Uno studio del Cnr in collaborazione con Università di Genova, Politecnico di Milano e Università di Milano aggiunge un tassello alla comprensione dei processi alla base della produzione di energia con luce solare, con l’obiettivo di celle più efficaci. I risultati sono pubblicati sulla rivista “Small”
Costruire celle solari più efficaci grazie a materiali innovativi con l’impiego delle nanotecnologie, è l’obiettivo a lungo termine della ricerca condotta da quattro istituti del Consiglio nazionale delle ricerche – Istituto superconduttori, materiali innovativi e dispositivi (Cnr-Spin), Istituto officina dei materiali (Cnr-Iom), Istituto nanoscienze (Cnr-Nano), Istituto di struttura della materia (Cnr-Ism) – assieme a Università di Genova, Politecnico di Milano e Università di Milano. Lo studio, pubblicato sulla rivista Small, riguarda fenomeni di fisica di base, processi quantistici su scale di tempi e di dimensioni ridottissime, con possibili ripercussioni nell’ambito delle energie rinnovabili.
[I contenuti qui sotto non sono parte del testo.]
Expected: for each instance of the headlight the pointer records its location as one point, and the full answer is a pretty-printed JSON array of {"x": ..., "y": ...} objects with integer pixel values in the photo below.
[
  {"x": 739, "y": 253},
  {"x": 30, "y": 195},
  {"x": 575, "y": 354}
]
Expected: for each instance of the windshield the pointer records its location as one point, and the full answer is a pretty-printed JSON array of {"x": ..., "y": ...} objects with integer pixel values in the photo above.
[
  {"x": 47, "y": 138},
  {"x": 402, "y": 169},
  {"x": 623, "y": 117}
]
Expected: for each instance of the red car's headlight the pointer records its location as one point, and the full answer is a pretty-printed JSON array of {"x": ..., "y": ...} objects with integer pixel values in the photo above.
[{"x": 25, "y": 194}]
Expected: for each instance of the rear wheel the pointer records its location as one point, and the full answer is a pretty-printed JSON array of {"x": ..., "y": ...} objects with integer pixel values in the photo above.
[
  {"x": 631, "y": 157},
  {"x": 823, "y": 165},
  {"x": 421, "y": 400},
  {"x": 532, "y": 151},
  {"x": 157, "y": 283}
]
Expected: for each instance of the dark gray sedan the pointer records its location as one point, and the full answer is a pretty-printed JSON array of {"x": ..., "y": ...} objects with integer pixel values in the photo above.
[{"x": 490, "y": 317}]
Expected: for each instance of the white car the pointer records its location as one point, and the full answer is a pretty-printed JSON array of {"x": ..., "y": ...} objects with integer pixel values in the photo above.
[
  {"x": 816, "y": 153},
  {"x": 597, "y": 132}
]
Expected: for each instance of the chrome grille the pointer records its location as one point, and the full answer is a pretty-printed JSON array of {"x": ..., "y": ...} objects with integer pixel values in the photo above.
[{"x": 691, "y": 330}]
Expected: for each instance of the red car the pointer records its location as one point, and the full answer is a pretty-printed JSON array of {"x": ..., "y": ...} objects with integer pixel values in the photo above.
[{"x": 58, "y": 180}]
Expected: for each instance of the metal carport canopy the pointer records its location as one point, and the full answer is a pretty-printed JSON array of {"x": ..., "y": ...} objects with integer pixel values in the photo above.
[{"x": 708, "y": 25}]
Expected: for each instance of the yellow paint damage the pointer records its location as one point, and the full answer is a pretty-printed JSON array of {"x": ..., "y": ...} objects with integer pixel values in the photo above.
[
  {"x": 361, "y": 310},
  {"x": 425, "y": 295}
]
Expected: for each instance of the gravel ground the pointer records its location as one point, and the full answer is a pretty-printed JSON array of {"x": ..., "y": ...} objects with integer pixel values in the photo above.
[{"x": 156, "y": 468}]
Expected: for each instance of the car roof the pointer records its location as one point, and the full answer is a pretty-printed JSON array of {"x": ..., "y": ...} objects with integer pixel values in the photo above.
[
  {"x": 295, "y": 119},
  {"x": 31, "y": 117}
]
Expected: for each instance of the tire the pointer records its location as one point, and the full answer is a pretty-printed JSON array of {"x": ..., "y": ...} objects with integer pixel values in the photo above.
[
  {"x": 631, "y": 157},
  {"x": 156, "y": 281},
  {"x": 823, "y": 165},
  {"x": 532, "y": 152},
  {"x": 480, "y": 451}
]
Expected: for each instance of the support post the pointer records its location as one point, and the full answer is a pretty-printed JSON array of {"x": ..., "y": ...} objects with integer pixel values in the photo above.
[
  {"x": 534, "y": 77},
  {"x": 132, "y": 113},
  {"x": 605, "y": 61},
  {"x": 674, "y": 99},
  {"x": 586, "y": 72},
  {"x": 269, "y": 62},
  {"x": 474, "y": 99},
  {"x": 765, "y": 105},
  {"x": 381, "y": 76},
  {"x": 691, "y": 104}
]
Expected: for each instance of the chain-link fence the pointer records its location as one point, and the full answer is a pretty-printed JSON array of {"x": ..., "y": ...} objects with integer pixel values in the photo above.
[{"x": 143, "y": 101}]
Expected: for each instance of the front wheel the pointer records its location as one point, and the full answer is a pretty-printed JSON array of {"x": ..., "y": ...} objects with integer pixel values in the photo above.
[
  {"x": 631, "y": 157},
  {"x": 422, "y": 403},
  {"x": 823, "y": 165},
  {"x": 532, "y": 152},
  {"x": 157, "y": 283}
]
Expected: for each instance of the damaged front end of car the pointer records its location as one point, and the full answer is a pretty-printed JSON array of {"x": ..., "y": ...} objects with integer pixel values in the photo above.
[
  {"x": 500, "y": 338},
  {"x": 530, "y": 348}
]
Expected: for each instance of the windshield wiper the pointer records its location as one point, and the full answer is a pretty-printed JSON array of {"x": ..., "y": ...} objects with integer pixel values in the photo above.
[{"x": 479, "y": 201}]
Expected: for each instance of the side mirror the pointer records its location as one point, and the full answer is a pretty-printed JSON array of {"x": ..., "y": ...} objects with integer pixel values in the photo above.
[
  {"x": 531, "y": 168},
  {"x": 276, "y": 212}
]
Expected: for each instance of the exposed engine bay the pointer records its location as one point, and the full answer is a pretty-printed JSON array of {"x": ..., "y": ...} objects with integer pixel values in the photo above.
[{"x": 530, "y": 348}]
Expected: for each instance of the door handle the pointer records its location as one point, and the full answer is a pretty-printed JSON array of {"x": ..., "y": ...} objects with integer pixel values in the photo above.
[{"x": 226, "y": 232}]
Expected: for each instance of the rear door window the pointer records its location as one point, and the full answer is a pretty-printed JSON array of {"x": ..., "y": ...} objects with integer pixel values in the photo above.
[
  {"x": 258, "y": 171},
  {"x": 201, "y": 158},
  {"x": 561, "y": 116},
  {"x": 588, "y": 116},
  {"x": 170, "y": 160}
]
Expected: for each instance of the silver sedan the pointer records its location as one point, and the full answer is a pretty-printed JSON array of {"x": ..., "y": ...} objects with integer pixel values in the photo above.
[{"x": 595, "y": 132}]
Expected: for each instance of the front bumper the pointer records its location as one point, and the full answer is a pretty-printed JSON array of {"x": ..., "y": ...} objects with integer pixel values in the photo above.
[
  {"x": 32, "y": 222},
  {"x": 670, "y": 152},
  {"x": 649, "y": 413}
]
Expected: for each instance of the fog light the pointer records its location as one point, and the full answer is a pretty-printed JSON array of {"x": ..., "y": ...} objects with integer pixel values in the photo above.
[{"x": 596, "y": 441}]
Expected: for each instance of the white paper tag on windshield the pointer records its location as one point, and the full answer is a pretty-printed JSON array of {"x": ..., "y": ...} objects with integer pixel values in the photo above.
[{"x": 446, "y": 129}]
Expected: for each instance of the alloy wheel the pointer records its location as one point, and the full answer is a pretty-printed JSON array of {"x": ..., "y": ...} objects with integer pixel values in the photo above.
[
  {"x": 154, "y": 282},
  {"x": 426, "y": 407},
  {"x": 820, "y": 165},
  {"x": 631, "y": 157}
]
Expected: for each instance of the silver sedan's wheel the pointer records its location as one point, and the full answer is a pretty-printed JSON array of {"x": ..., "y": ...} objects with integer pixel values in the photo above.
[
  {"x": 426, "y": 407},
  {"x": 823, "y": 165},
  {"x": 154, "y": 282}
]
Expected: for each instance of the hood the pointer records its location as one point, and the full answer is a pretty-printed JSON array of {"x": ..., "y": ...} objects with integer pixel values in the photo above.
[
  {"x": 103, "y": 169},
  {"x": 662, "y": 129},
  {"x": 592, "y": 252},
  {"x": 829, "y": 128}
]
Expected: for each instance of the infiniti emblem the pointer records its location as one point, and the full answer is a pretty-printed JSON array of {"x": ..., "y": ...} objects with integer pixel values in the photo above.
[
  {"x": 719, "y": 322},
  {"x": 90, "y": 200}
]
Per rendere più efficienti la fotocatalisi e la conversione dell’energia solare, è cruciale comprendere a fondo il principale meccanismo che sta alla loro base, ovvero l’eccitazione degli elettroni di un materiale da parte della luce. Lo studio ha riguardato nello specifico l’interazione di luce laser con nanoparticelle, che rispetto a un materiale solido hanno una maggiore efficienza nell’assorbimento della luce.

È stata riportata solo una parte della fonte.